Cover of Colin Burrow's book, Imitating Authors.

 

Brian Cummings turned to Erasmus, the subject of his future research and a forthcoming entry in the Brill Companion to Erasmus. Cummings suggested scholars have at times minimised Erasmus’s interest in literature, or more precisely litterae. Erasmus takes an approach to imitatio which blurs on the one hand into a theory of action and on the other into mimesis, an interest in how language represents reality—the relationship between verba and res. Erasmus advocates for a way of writing that seeks, from the abundance of things in the world and the abundance of language, a balance between brevity and variety. Imitation has a role here but Erasmus warns that Cicero, for example, cannot be followed slavishly; instead, his is a pattern of writing to be understood and internalised towards one’s own style. In his talk Cummings suggested that Erasmus is interested in how words represent the self, and in how an imitation (or perhaps a mimesis) of the emotions of others might allow a reader to better understand their own person and agency. What is the relationship of rhetorical theory to personal agency, words to will and ars to acts?

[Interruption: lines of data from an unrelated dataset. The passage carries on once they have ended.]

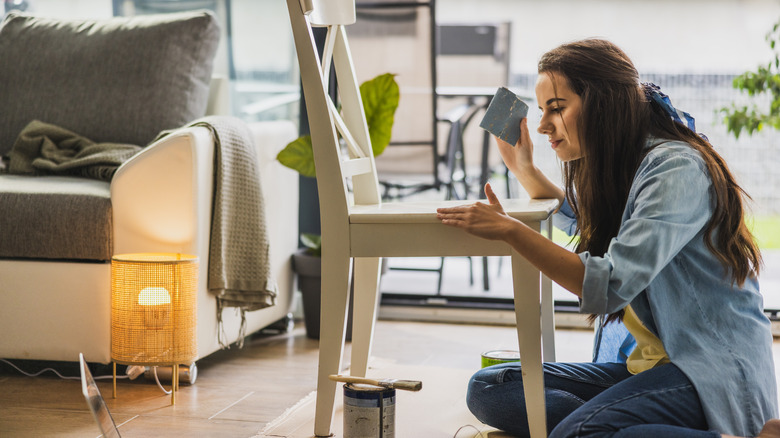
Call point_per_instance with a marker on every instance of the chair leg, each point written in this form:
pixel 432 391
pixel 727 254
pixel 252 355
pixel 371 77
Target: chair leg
pixel 526 281
pixel 366 302
pixel 485 275
pixel 548 311
pixel 335 294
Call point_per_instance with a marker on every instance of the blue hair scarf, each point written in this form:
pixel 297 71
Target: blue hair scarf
pixel 653 91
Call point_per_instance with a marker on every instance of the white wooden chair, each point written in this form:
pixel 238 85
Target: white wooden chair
pixel 357 225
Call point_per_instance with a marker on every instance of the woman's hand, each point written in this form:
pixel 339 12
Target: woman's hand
pixel 488 221
pixel 519 157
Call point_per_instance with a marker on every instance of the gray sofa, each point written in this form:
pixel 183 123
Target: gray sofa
pixel 119 81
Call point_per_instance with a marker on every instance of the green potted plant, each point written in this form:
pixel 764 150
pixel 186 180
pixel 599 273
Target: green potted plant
pixel 380 97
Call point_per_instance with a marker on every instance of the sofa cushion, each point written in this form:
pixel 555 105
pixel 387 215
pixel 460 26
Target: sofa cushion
pixel 55 217
pixel 120 80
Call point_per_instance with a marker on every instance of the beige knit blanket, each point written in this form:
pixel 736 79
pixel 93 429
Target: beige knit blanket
pixel 239 272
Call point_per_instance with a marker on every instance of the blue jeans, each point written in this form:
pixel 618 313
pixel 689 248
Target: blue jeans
pixel 592 400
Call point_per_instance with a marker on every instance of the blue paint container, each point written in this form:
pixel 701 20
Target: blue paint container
pixel 369 411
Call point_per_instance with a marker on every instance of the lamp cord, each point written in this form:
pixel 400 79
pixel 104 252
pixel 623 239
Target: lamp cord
pixel 156 379
pixel 56 372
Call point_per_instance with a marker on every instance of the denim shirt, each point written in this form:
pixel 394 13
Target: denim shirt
pixel 714 330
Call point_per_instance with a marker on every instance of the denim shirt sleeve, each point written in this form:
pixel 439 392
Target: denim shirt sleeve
pixel 564 218
pixel 668 205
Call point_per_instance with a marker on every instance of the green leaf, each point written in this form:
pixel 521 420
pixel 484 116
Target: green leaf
pixel 380 100
pixel 299 155
pixel 313 242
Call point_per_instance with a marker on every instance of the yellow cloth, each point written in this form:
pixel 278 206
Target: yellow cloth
pixel 649 351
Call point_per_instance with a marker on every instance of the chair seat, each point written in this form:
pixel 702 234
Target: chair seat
pixel 55 217
pixel 421 212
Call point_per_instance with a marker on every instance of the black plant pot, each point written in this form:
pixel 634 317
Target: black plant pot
pixel 309 270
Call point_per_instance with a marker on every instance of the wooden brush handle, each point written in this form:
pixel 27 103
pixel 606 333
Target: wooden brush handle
pixel 407 385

It is this relationship that Kathy Eden identified as one of the commonalities between hers, Burrow’s and Cummings’s work; namely that all three see the enabling condition for Renaissance thought and literature as not only the rediscovery of classical texts but their ‘recovery’ through imitation. Again there is a transformative element in these acts of imitation; it is not simply that Erasmus read Plato, but how he read Plato, what Eden and Burrow (following Sturm) call attention to the ‘deep structure’ of a work. That attention is what Eden called the complementarity or interplay of reading and writing, perhaps the essential ingredient of all imitation. Eden suggested that her fellow speakers saw imitation as going beyond a theory of literary borrowing to instead denote a practice of poetic mimesis more broadly. Here some productive (and friendly) dissent appeared, Eden suggesting that imitation would only take on that enlarged sense later, in the time of Alexander Pope.

Having three such distinguished speakers, as well as invaluable contributions from Terence Cave, Micah Lazarus and others, was an excellent opportunity for attendees to put into practice their own powers of imitatio, in observing deft scholarship at work. The speakers reminded us that classical rhetorical theory informs every level of early modern literary practice and is indispensable for our understanding of that literature. Attendees were lucky, too, to get to read work in progress from Eden and Cummings; after all, as the speakers so eloquently argued, in societies that value imitatio, reading comes to bear closely on writing. In these times of lockdown, the collegiality of reading and hearing others’ work is crucial to making progress with our own.

Jake Arthur, DPhil candidate, English Faculty, Oxford.